WILL AMOUNT TO NOTHING IN LIFE.

cum jabbar posted:

It's likely a spam bot that submits every field with text regardless of the input type. Does the form use backend validation on that field? What about a CSRF token?

Thank you, that makes a lot of sense.

It doesn't currently use any backend validation, although this may be worth adding. It does use a CSRF token.

Sab669
Sep 24, 2009

Motherfucker.... Apparently those tooltips don't work unless they're inside of a div or whatever with `class="card cardbody"` 😫

Combat Pretzel
Jun 23, 2004

No, seriously... what kurds?!
And today I learn that the content of innerHTML doesn't necessarily reflect the actual DOM tree 1:1.

I've been messing some more with pagination via paged.js, and eventually wanted it integrated with the rest of my existing printing things. Figured to transfer stuff via dangerouslySetInnerHTML in React. But the paginated output suddenly didn't match between the test code and this. Turns out when doing it this way, some spans that were supposed to be in table cells suddenly found themselves outside.
:thunk:

However in good news, it seems like the Chromium team is finally working on the layout engine issue that breaks mixed orientation printing.

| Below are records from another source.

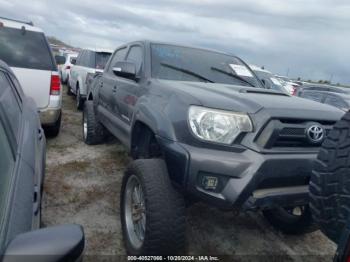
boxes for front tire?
[310,112,350,243]
[263,206,317,235]
[82,101,106,145]
[120,159,185,255]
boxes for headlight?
[188,106,253,144]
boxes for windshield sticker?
[230,64,253,77]
[270,77,282,86]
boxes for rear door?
[0,23,57,108]
[0,70,35,253]
[114,45,144,125]
[70,50,86,93]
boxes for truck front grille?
[255,119,335,149]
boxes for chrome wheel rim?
[124,175,146,249]
[83,110,87,140]
[282,206,305,217]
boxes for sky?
[0,0,350,84]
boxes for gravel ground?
[43,87,335,261]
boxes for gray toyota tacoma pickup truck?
[82,41,343,255]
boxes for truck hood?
[158,80,344,120]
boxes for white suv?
[0,18,62,136]
[68,49,112,109]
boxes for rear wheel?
[263,206,317,235]
[310,112,350,243]
[120,159,185,255]
[82,101,106,145]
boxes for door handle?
[33,186,40,215]
[38,128,43,140]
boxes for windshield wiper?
[160,63,214,83]
[210,67,256,87]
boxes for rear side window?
[0,71,21,140]
[95,52,111,69]
[0,119,15,225]
[0,27,55,71]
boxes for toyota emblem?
[306,125,325,144]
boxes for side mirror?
[2,225,85,262]
[260,79,271,89]
[113,61,136,80]
[55,55,66,65]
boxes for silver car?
[68,49,112,109]
[0,18,62,136]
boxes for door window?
[108,47,127,73]
[126,46,143,73]
[0,27,55,71]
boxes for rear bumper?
[39,95,62,126]
[159,137,316,209]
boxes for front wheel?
[120,159,185,255]
[263,206,317,235]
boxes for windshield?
[96,52,111,69]
[151,44,261,87]
[0,27,55,71]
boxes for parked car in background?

Combat Pretzel fucked around with this message at 16:43 on Jun 8, 2023

former glory
Jul 11, 2011

Is writing a backend in Rust a giant footgun at this point? I've banged out a few embedded projects in Rust recently and now that I'm faced with creating a small backend, I'm really tempted to do that instead of my goto python.

minato
Jun 7, 2004

cutty cain't hang, say 7-up.
Taco Defender
My biggest concern would be being able to bring in colleagues skilled in Rust to help develop or maintain it. Python programmers are easy to find/train. Rust might be more difficult.

Windows 98
Nov 13, 2005

HTTP 400: Bad post

minato posted:

My biggest concern would be being able to bring in colleagues skilled in Rust to help develop or maintain it. Python programmers are easy to find/train. Rust might be more difficult.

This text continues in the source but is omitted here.